Salid hob den Kopf, blinzelte aus rotgeränderten Augen nach Süden und griff dann ungeschickt nach dem Funkgerät, das neben ihm an einem Baum lehnte. Er stieß es um. Salid fluchte leise in seiner Muttersprache und zerrte den Fäustling mit den Zähnen herunter. Darunter kam das schwarze Leder eines zweiten Handschuhs zum Vorschein, mit dem er nach dem Gerät griff und es an der Antenne aus dem Schlamm zog, in den es gefallen war. Umständlich wischte er es an seiner Jacke sauber und drückte die Sprechtaste.

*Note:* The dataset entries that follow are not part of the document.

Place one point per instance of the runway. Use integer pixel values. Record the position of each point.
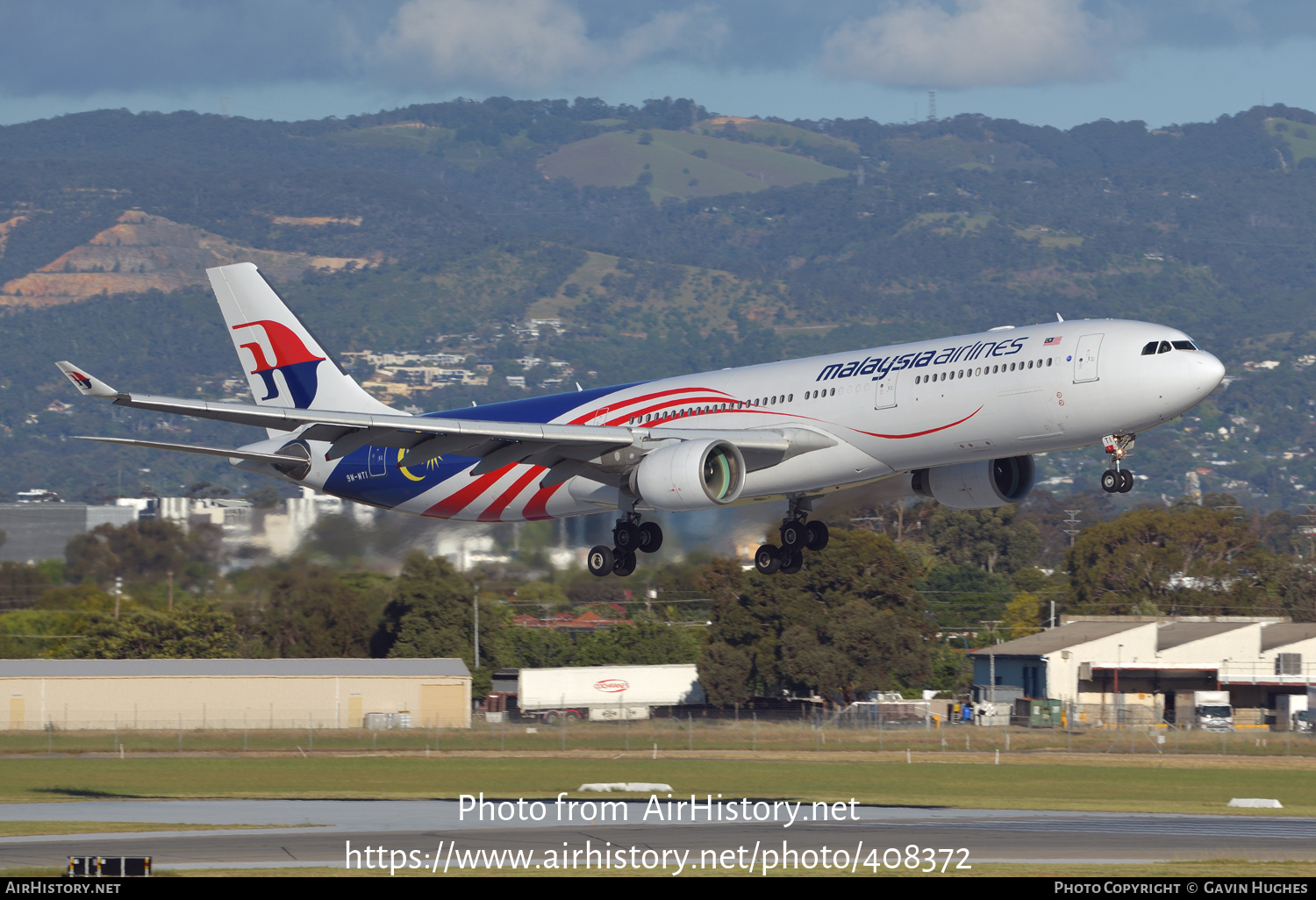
(318, 833)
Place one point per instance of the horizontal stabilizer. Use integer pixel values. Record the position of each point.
(208, 452)
(86, 384)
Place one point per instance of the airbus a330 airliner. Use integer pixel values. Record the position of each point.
(955, 420)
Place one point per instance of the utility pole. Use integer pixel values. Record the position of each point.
(476, 604)
(1073, 521)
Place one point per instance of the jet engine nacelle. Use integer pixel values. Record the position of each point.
(979, 484)
(700, 474)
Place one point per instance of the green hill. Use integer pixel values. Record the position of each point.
(682, 165)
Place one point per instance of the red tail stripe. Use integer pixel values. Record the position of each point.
(931, 431)
(631, 402)
(694, 402)
(539, 505)
(494, 513)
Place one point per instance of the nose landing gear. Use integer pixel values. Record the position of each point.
(628, 537)
(797, 534)
(1115, 479)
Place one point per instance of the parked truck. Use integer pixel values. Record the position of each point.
(605, 692)
(1212, 711)
(1291, 712)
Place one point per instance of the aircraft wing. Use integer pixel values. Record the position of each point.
(565, 450)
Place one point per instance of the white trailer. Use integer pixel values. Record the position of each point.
(1212, 711)
(605, 692)
(1291, 712)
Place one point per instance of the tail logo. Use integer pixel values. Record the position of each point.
(290, 357)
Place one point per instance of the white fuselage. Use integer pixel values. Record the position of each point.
(890, 410)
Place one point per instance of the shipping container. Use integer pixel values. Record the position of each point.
(608, 687)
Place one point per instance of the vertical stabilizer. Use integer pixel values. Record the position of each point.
(286, 366)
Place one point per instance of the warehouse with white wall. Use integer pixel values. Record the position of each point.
(1142, 662)
(233, 694)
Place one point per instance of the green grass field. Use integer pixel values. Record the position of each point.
(618, 158)
(673, 736)
(53, 826)
(1181, 786)
(1299, 137)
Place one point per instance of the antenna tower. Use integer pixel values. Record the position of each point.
(1073, 524)
(1310, 529)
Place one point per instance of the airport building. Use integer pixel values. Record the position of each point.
(234, 694)
(1142, 663)
(39, 531)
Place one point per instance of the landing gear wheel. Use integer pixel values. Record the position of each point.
(794, 534)
(623, 563)
(768, 560)
(600, 561)
(650, 537)
(626, 537)
(816, 536)
(791, 562)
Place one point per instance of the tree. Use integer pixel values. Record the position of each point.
(194, 631)
(989, 539)
(316, 612)
(144, 550)
(1023, 616)
(1186, 558)
(432, 615)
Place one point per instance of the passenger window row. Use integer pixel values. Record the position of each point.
(716, 407)
(984, 370)
(1165, 346)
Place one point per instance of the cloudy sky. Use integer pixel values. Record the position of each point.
(1055, 62)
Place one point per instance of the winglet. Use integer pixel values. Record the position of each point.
(86, 384)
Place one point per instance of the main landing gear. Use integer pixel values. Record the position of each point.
(628, 536)
(1115, 479)
(797, 536)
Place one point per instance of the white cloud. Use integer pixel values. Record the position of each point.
(528, 44)
(976, 44)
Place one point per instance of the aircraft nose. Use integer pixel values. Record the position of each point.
(1208, 370)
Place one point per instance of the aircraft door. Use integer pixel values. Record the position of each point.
(1084, 358)
(884, 391)
(378, 466)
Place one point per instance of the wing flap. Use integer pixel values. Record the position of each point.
(210, 452)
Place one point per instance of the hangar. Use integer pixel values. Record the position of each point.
(234, 694)
(1139, 663)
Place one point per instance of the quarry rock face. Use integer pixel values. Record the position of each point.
(144, 252)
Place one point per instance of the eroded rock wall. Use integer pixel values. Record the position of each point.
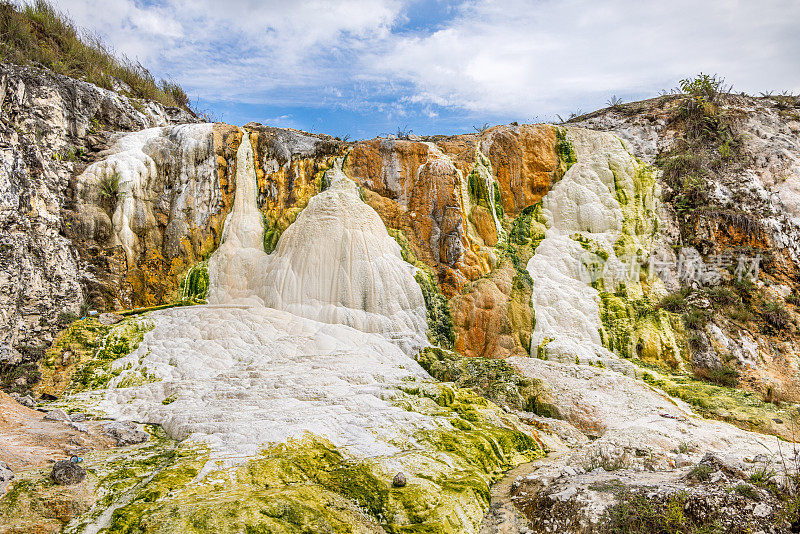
(52, 126)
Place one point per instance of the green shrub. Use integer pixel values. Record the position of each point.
(721, 376)
(109, 187)
(776, 315)
(635, 513)
(674, 302)
(723, 296)
(746, 490)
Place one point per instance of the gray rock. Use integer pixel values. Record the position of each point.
(9, 355)
(399, 480)
(762, 510)
(25, 400)
(125, 433)
(80, 427)
(6, 474)
(56, 415)
(67, 473)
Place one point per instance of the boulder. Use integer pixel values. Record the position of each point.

»Meute an Leitwolf. Wiederholen.« Seine Stimme klang so, wie sein Gesicht aussah: Beides vergaß man nie wieder wirklich, wenn man ihm einmal begegnet war. Er sprach ein so akzentfreies Deutsch, als wäre er in diesem Land aufgewachsen – aber das galt für das halbe Dutzend anderer Sprachen, das er beherrschte, genauso.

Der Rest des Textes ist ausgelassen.